If 50.0 g of ice at 0 C is added to 150.0 g of water at 80.0 C?
What will the temperature of the mixture be when it reaches thermal equilibrium?
- 7 years agoFavorite Answer
mass of ice (m1) = 50 grams
mass of water (m2) = 150 grams
Temperature of water (T2)= 80.0 C
Temp. of ice (T1) = 0 C
Temperature of mixture (Tm)= ?
heat of melting ice(L) = 80 cal/g
heat capacity of water (c) = 1 cal/g
m1.L + m1.c.ΔTice = m2.c.ΔTwater
m1.L + m1.c.(Tm-T1) = m2.c.(T2-Tm)
50.80 + 50.1(Tm-0) = 150.1.(80-Tm)
4000 + 50Tm = 12000 -150Tm
200 Tm = 8000
Tm = 40 C
ok? rate please
- 7 years ago
I cannot do the math. I encountered a roadblock in my math that I cannot overcome. However, I can give you and any future people answering this question this tip:
You will need to find the total amount of energy transferred and include the heat of fusion of ice. Here is what I can help with.

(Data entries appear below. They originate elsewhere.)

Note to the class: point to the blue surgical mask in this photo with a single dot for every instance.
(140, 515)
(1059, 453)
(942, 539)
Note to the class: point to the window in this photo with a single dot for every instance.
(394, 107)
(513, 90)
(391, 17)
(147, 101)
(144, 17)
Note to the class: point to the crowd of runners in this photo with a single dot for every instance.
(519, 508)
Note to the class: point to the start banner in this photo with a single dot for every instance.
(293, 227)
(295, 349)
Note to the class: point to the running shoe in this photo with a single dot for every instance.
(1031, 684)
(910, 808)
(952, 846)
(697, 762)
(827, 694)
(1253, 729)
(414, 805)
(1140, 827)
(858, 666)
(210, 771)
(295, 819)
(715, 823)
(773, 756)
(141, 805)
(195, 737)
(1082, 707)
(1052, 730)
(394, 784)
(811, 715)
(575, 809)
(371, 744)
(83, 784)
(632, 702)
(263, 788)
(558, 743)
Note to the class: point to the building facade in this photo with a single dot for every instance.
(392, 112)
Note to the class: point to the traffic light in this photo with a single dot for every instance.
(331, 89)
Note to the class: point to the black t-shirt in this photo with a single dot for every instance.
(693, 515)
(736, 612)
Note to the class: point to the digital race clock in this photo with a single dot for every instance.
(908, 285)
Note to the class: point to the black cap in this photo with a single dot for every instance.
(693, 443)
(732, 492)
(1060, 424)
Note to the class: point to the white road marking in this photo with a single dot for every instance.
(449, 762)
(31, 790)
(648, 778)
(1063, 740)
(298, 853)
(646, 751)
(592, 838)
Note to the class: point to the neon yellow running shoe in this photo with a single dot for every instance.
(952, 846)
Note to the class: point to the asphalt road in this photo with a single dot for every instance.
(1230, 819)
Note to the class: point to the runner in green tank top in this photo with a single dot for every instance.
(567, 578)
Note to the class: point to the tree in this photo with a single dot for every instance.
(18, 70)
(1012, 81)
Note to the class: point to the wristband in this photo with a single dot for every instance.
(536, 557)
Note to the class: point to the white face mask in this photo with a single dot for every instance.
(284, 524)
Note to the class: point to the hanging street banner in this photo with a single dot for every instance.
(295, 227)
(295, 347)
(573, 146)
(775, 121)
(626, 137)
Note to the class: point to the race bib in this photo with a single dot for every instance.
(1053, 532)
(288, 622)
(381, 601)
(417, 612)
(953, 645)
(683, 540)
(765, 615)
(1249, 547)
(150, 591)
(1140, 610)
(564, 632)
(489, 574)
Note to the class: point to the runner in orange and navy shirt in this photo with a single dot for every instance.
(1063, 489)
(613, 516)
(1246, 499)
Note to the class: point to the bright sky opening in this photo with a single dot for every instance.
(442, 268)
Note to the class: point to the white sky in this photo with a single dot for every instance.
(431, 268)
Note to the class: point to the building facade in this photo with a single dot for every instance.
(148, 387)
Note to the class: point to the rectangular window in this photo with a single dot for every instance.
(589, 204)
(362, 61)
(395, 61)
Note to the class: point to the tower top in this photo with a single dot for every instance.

The amount of energy transferred into the ice to melt it: Q=m*Hf 16700 J = .050*(3.34*10^5)
After considering the melted ice, we can now find the final temperature by using this formula:
The water we gained from melting the ice will be represented by "i", and temperature will be measured in Kelvins
Final Temperature = ((mass of i)*Ci*(initial temp)+(mass of w)*Cw*(initial temp)/((mass of i)*Ci+(mass of w)*Cw)
Final Temperature = (.050*4180*273+.150*4180*(initial temp))/(.050*4180+.150*4180)
Final Temperature = (57057+627*(initial temp))/(836)
The only variable I am missing is the temperature of the .150 kg of water after melting the ice.Source(s): Physics class - Thermodynamics
- 7 years ago
(50.0 * 0 + 150.0 * 80)/(50+150) = 60 C
This is assuming its a perfect system.